Ask Slashdot: What Tools To Clean Up a Large C/C++ Project?
An anonymous reader writes I find myself in the uncomfortable position of having to clean up a relatively large C/C++ project. We are talking ~200 files, 11MB of source code, 220K lines of code. A superficial glance shows that there are a lot of functions that seem to be doing the same things, a lot of 'unused' stuff, and a lot of inconsistency between what is declared in .h files and what is implemented in the corresponding .cpp files. Are there any tools that will help me catalog this mess and make it easier for me to locate/erase unused things, clean up .h files, and find functions with similar names?
Seriously, that's mid-sized at best.
So, figure out the layers or logical components between each module and then you will be able to chew smaller chunks.
Then, doxygen the whole lot, making sure to use dot to create the graphs for callers and callees. This will let you see the interaction points so you can see what impact a change in one method will have (ie which callers you have to check).
Some people will say "write unit tests" but frankly, it never works with a legacy code base, to effectively unit test you have to write your code differently to how you'd normally do it. You don't have that luxury here. So a good integration test suite should be developed to test the functionality of the whole thing, then you can repeat it to make sure your changes still work. Its not as instant as unit testing (but more effective) so you'll have to invest in a build system that regularly builds and runs the (automated) integration test and tells you the results - and commit changes reasonably regularly so you can isolate changes that end up breaking the system.
The rest of the task is simply hard work running through how it works and understanding it. There's no short-cuts to working hard, sorry.
Any decent IDE has the capability of pointing at least towards unused blocks of code and will generate a tree of function calls. I've worked with Eclipse and Xcode both of which have these capabilities. Even GCC (or another C compiler) can warn you about chunks of unused code or missing/bad header files. You can also rename functions across the entire codebase if necessary.
If your code has warnings or errors, continue fixing until the warnings are gone. As far as functions that do similar things but are named differently, that is a bit harder because 'looks like they are doing the same thing' doesn't always mean they ARE doing the same thing (if they have the exact same code, you could perhaps solve with statistical analysis or simply a text finder).
Make sure that if you replace a function that it has the same behavior in all cases. Even mediocre developers have learned that reuse existing code is a "good thing" and often different functions that do "the same thing" have edge cases (often undocumented) where it does behave differently (especially in C/C++ eg. difference in signedness, memory mapping method, characters etc)
Custom electronics and digital signage for your business: www.evcircuits.com
First off, 220k lines of source isn't that big.
You're not going to solve this with a big bang so get that idea out of your head. You're going to solve it gradually, and for a code base of that size it's going to take maybe a year of relatively slow improvement. Everyone on the team has to be on board, and every code review must include "What has been improved?" and "Did anything get worse? If so, that's not okay."
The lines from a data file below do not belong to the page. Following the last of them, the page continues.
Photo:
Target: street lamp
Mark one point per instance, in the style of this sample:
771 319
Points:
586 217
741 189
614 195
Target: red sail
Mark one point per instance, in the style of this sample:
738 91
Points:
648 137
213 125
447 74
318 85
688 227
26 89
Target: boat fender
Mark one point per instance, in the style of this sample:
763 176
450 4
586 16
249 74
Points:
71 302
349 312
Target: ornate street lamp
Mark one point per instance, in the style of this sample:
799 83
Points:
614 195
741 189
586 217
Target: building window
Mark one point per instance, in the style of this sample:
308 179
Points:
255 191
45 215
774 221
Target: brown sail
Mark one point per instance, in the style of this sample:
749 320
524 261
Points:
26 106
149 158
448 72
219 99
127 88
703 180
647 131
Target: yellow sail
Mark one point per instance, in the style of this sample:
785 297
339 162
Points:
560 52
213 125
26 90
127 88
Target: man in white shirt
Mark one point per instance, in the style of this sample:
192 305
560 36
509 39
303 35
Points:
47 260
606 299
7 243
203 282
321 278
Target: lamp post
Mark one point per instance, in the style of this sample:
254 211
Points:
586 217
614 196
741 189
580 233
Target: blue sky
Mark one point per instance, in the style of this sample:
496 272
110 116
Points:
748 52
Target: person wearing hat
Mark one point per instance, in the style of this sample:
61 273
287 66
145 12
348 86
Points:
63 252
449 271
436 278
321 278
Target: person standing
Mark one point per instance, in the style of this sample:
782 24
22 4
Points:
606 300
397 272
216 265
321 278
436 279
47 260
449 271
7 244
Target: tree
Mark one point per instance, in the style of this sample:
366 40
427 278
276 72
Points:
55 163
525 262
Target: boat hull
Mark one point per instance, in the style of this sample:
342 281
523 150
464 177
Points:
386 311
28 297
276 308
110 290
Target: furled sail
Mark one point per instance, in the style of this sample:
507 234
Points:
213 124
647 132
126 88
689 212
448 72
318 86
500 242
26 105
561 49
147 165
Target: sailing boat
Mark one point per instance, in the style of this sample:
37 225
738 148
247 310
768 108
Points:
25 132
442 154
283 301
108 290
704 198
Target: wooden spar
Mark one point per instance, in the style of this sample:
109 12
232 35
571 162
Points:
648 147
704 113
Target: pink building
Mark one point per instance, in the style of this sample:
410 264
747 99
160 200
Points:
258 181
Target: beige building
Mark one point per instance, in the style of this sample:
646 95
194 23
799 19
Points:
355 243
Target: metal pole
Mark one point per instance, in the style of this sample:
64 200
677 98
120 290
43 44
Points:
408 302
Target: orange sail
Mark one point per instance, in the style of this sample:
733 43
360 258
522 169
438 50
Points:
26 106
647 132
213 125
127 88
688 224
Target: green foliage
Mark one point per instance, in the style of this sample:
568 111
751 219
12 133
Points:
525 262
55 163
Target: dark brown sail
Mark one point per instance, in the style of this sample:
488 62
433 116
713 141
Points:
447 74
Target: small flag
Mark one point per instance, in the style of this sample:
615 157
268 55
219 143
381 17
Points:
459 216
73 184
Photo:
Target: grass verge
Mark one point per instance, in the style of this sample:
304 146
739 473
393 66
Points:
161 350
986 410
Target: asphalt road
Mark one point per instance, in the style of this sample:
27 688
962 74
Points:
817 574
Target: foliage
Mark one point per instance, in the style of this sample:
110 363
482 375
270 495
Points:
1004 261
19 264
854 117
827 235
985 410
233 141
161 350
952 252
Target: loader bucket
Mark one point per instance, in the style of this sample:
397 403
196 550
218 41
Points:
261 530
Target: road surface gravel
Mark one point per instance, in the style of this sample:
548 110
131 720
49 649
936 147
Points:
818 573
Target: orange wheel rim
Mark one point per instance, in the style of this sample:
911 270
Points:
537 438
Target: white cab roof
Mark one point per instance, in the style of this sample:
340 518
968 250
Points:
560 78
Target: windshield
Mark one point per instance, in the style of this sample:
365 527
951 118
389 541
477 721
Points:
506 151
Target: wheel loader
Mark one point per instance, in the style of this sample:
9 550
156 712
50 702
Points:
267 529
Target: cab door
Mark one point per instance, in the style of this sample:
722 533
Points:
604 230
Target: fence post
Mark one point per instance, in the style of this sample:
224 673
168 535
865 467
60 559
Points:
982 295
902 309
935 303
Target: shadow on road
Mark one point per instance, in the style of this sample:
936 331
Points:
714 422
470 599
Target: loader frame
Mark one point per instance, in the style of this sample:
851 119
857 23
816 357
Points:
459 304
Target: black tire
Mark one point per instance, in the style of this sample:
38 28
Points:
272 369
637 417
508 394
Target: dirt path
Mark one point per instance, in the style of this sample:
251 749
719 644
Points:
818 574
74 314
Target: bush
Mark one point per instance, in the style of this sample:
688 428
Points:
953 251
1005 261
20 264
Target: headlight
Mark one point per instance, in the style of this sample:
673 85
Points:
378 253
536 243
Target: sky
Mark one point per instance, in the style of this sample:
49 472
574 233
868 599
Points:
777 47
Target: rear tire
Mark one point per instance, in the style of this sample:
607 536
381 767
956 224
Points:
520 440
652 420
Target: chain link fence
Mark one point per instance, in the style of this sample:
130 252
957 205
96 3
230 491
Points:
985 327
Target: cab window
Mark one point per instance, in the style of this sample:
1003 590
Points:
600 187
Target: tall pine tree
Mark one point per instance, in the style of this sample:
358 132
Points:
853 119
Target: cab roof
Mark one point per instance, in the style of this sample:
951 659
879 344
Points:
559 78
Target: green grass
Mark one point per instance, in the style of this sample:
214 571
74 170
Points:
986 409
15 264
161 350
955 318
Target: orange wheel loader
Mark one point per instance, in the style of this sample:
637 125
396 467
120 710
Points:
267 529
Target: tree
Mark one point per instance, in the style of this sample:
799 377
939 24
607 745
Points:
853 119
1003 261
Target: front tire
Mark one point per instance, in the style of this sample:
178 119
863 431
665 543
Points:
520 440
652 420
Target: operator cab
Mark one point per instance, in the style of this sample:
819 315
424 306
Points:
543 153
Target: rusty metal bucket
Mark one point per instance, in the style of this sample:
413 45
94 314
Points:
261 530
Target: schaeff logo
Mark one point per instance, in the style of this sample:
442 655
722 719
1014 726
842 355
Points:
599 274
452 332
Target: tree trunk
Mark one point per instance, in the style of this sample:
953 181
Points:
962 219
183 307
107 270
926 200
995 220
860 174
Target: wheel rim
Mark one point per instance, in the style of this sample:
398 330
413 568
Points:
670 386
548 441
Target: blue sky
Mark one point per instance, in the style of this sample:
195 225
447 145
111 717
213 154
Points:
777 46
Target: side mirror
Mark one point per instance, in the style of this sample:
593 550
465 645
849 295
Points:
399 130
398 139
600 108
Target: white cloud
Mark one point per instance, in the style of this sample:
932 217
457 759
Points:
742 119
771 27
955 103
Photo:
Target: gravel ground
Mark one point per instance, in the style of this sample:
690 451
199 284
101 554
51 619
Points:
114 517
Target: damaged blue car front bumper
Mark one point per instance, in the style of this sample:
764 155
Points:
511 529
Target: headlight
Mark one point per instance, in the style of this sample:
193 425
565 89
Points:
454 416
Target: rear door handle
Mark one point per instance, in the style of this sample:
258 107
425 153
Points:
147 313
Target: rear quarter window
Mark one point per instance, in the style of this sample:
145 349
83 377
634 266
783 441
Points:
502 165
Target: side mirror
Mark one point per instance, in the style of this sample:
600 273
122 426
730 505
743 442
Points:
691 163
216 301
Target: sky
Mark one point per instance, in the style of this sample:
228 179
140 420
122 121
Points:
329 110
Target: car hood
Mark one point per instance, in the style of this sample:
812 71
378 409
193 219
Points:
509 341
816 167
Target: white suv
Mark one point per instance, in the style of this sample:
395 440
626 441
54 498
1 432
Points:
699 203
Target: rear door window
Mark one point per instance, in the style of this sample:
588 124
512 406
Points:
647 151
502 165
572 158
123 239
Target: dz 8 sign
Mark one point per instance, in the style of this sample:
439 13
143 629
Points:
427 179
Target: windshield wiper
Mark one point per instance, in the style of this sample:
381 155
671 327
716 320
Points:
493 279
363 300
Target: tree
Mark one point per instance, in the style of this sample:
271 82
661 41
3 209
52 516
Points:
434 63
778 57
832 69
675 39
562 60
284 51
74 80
1) Pick your battles. The code you're not changing is code that doesn't need to be looked at. Address your pain points as they come up.
2) When you find a pain point while making a change, MAKE IT TESTABLE. Since you're in here making a usually simple fix, a single nominal test verifying that fix is fine. Testing anything else is a waste of time. Testable code will improve over time.
3) If you can't make code testable because of an intractable dependency graph, welcome to the hell of "Design Dead". The only way out of this scenario is a rewrite of that area.
4) Find your comfort level with regard to time boxing refactoring work. On my engagements, they just happen automatically, without explanation outside the team, nor apology to anyone. When estimating a piece of work, pad it with some extra time for cleanup. Only actually create work items for design dead areas. Your definition of done must include testable, tested and improved code.
5) Duplicate code in itself isn't evil, and inconsistencies are simply inevitable. If you find duplicate code, pick one and deprecate the rest. However, code that is tightly coupled to the deprecated code will need to be refactored and if the coupling traverses an extended dependency graph, you'll simply have to live with the duplication and just stop adding to it.